Leasing: A lease with an option to buy allows firms to manage assets and liabilities by paying a fee. After the lease term, the lessee can return the property or purchase it at a residual price.
Renting: A commercial contract where a company transfers the use of property to a client for a defined term, conveying use and enjoyment but not ownership, in exchange for a monthly payment. This often includes the provision of services to ensure the property’s functionality.
Discounts: A transaction where the maker gives a bill of exchange to a third party to receive the amount in advance. Types include bank discounts, trade discounts, and financial discounts.
Business Area: A subsystem focused on market needs analysis and selecting optimal product/service introduction, sales, and marketing strategies.
Marketing Plan: A document outlining business goals, action programs, resources, and a schedule for implementation.

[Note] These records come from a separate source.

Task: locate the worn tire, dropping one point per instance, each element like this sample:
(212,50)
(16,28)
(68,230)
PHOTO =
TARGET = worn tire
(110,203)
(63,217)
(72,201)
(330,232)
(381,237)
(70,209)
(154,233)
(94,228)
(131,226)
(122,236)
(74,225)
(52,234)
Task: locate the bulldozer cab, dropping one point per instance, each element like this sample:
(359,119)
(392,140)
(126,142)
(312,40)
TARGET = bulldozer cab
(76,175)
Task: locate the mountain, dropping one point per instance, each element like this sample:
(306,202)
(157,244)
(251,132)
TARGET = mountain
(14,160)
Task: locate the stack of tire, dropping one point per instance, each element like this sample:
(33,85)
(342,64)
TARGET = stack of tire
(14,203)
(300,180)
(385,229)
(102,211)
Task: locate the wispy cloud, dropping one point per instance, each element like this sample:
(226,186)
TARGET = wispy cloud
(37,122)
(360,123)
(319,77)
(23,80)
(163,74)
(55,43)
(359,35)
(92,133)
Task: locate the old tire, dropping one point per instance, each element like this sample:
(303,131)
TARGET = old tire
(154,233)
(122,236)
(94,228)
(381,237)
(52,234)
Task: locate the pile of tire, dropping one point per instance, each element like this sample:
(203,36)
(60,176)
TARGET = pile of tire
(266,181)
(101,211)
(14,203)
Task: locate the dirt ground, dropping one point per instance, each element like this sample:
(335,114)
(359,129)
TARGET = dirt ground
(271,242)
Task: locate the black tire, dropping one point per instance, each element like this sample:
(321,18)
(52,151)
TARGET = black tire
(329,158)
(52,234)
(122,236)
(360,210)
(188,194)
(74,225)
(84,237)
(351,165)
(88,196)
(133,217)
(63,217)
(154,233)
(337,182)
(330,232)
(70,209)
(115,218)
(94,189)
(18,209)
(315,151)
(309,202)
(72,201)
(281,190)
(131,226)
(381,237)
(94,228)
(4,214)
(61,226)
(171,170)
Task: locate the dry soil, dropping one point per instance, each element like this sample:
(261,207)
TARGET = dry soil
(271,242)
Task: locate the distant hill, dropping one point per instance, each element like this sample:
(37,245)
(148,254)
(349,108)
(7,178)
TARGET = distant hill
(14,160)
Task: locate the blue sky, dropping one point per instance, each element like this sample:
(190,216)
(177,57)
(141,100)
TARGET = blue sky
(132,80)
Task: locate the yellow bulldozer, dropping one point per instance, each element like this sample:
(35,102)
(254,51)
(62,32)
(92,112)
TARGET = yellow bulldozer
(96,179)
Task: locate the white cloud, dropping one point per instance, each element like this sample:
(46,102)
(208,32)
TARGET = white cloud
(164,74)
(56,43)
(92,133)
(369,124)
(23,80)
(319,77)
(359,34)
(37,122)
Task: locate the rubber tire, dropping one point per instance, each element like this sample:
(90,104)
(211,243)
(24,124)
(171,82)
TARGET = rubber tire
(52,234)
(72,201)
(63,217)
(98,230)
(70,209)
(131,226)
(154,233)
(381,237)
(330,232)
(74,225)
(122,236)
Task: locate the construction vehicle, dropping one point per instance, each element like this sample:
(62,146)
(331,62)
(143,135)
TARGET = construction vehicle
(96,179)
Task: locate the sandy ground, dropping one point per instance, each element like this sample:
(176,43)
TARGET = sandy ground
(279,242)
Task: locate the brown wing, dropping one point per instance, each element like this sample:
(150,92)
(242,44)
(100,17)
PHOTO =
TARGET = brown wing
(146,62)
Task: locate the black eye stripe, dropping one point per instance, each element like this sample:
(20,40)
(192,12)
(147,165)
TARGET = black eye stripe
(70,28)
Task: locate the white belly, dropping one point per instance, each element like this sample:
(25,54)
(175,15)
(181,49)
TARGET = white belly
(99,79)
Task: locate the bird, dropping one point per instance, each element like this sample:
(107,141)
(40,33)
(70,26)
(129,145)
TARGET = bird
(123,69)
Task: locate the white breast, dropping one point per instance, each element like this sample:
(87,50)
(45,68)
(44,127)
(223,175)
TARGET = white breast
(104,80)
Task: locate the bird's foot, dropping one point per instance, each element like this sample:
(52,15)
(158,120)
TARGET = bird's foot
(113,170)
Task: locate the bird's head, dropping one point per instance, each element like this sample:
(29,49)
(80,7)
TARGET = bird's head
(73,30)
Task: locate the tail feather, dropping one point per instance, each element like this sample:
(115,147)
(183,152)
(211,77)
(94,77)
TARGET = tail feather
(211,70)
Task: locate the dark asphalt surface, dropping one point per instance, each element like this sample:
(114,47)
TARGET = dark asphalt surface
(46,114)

Key tasks include business environment analysis and developing appropriate marketing strategies for product distribution.

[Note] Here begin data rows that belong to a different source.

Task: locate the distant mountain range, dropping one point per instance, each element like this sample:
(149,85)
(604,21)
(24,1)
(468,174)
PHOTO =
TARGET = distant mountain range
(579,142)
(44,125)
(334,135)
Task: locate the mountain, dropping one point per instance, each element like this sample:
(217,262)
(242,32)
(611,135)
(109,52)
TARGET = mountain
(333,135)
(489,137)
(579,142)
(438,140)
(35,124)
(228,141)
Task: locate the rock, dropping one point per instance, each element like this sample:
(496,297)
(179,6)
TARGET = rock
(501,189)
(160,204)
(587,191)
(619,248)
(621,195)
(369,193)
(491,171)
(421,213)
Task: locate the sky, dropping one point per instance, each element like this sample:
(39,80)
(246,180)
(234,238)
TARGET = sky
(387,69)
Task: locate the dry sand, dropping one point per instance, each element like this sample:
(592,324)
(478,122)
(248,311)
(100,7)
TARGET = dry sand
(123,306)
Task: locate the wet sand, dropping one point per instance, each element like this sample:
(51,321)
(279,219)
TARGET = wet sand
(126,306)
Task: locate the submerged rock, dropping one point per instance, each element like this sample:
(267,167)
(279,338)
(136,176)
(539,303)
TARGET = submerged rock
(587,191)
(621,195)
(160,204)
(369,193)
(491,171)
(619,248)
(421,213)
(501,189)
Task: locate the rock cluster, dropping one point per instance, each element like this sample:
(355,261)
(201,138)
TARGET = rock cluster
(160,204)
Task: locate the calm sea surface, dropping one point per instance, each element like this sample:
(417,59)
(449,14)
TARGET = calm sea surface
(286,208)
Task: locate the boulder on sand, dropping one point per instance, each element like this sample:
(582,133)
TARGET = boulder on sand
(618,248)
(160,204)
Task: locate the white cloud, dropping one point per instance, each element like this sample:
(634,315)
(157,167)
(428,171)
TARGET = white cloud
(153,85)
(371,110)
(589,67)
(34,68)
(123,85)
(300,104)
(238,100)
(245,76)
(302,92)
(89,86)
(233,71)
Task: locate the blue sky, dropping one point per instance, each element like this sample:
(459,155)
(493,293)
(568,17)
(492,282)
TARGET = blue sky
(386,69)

Market: A group of individuals or organizations needing, wanting, or potentially wanting a particular product and possessing the economic and legal capacity to purchase it. Financial and legal capacity are both essential.
Human Resources Area: A business subsystem managing all aspects related to company employees.

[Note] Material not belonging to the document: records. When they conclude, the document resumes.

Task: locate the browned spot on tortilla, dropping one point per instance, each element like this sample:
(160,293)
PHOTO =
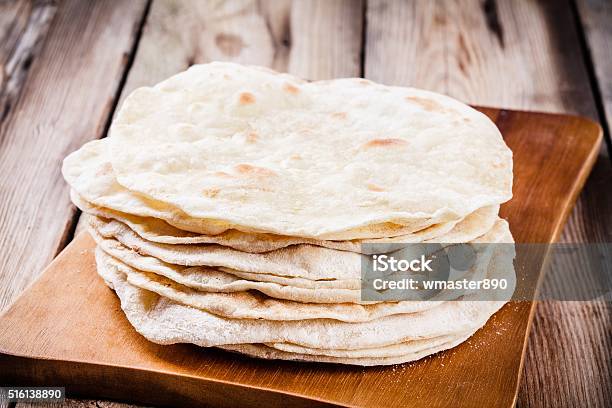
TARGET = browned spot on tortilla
(374,187)
(252,137)
(427,104)
(211,192)
(229,44)
(385,143)
(250,170)
(291,89)
(246,98)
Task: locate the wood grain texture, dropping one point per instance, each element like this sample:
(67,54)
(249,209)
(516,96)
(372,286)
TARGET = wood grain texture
(75,333)
(526,55)
(66,101)
(596,19)
(23,26)
(72,403)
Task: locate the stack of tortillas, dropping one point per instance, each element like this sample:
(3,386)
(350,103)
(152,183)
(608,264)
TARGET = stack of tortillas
(230,205)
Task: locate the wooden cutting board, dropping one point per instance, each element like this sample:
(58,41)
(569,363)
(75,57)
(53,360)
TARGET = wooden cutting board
(68,329)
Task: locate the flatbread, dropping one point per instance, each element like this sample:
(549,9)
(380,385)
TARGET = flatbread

Departmentalization: Grouping homogeneous units with common objectives. It’s related to company size and operational complexity.
Organization: A graphical representation of organizational units and their interrelationships.
Motivation: A combination of intellectual, physiological, and psychological factors determining the force and direction of energy in a given situation.
Market Research: Studying market characteristics, segmenting into meaningful groups, selecting a target market, and developing a successful marketing plan. Common objectives include gathering market information, assessing access methods, and defining significant market segments. Phases include information collection and conclusions.
Product: A good, service, or idea offered to the market with consumer value. It addresses consumer needs and is a key marketing mix variable. Consumers buy products based on problem-solving or benefits received, not just physical attributes.
Marketing Mix: A set of tools to achieve goals through a combination of marketing elements. The company uses these tools to meet requirements and achieve objectives.
Price: The value exchanged for a product or service. Price is a highly competitive, short-term marketing tool with significant psychological impact on consumers.
Promotion: A direct marketing tool communicating product existence, characteristics, advantages, and benefits to persuade potential buyers and stimulate demand.
Distribution: A marketing tool linking production and consumption. It delivers the product to the consumer when and where needed. Distribution channels include:
- Direct channel (no intermediaries)
- Short channel (manufacturer-retailer-consumer)
- Long channel (manufacturer-wholesaler-retailer-consumer)
Leadership: The personality attributes and abilities to guide and supervise individuals.
Total Quality Management: An evolved approach to quality management, encompassing continuous improvement and integrating previous quality control and assurance phases.